SoFunction
Updated on 2024-11-14

The ultimate python speech recognition guide (having this one is enough)

[Introduction] The huge success of Amazon's Alexa has proven that implementing some level of voice support will become a basic requirement for everyday technology in the near future. Python programs that integrate speech recognition offer a level of interactivity and accessibility unmatched by other technologies. Best of all, implementing speech recognition in Python programs is simple. Read this guide and you'll learn. You will learn:

-How speech recognition works;

-What packages PyPI supports.

-How to install and use the SpeechRecognition package, a full-featured and easy-to-use speech recognition library for Python.

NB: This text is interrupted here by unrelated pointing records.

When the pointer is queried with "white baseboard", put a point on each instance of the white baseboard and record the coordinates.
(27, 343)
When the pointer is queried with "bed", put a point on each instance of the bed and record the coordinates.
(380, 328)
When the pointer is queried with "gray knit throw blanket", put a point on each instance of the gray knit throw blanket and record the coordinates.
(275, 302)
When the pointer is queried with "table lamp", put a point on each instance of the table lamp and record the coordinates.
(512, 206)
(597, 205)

Overview of how language recognition works

Speech recognition originated from research done at Bell Labs in the early 1950s. Early speech recognition systems were only capable of recognizing a single speaker and had a vocabulary of about a dozen words. Modern speech recognition systems have come a long way, recognizing multiple speakers and having large vocabularies to recognize multiple languages.

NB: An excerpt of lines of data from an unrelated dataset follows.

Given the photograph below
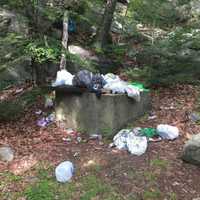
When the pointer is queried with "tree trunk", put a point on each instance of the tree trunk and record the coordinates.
(64, 40)
(103, 33)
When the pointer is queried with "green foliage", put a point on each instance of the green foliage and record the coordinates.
(155, 12)
(173, 59)
(41, 191)
(43, 53)
(9, 43)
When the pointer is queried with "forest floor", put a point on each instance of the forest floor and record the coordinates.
(102, 173)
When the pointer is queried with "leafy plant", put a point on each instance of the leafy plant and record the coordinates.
(41, 53)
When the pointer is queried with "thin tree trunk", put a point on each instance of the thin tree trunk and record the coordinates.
(64, 40)
(103, 33)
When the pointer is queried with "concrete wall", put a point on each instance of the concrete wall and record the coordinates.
(106, 116)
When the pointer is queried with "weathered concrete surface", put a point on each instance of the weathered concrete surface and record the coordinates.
(107, 115)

The first part of speech recognition is, of course, the voice. Through the microphone, speech is converted from a physical sound to an electrical signal, which is then converted to data by an analog-to-digital converter. Once digitized, several models can be applied to transcribe the audio into text.

Most modern speech recognition systems rely on Hidden Markov Models (HMM). It works on the principle that a speech signal can be approximated as a stationary process on very short time scales (e.g., 10 milliseconds), i.e., a process whose statistical properties do not vary with time.

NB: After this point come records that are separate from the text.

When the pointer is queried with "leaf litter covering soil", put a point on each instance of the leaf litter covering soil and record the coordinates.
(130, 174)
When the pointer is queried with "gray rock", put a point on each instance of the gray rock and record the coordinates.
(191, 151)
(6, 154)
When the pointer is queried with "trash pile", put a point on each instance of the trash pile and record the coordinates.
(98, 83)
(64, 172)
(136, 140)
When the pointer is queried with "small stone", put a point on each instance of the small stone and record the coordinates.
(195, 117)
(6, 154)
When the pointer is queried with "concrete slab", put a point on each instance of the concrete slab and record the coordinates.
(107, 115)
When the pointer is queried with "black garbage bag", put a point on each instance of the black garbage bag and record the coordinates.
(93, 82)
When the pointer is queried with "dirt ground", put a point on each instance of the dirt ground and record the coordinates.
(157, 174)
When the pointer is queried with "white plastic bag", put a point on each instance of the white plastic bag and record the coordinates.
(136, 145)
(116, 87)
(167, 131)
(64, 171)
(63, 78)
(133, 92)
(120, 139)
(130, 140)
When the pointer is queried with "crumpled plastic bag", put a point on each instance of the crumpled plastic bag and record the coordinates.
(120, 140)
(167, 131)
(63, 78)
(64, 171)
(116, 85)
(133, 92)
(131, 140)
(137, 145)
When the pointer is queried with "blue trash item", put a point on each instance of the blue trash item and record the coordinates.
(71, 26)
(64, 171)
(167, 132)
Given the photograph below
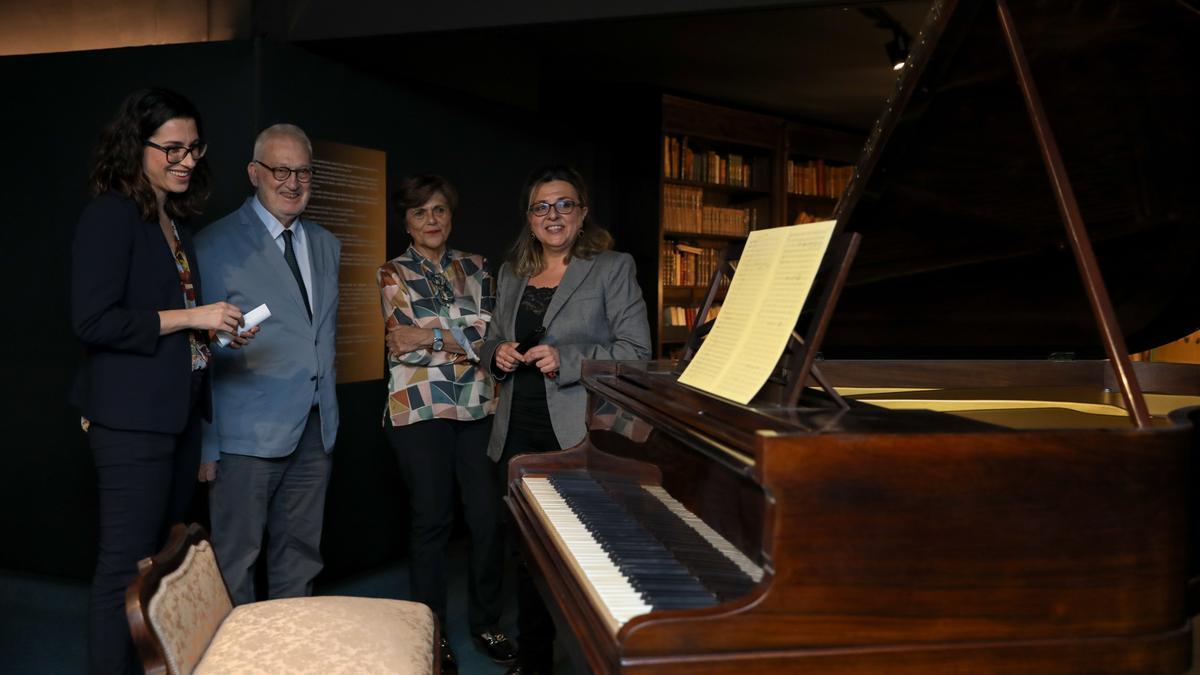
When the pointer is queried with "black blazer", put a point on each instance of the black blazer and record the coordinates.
(121, 274)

Many modern speech recognition systems will use neural networks prior to HMM recognition to simplify the speech signal through techniques of feature transformation and dimensionality reduction. Speech Activity Detectors (VADs) can also be used to reduce the audio signal to parts that may contain only speech.

Fortunately for Python users, a number of speech-recognition services are available online via APIs, and most of them offer Python SDKs as well.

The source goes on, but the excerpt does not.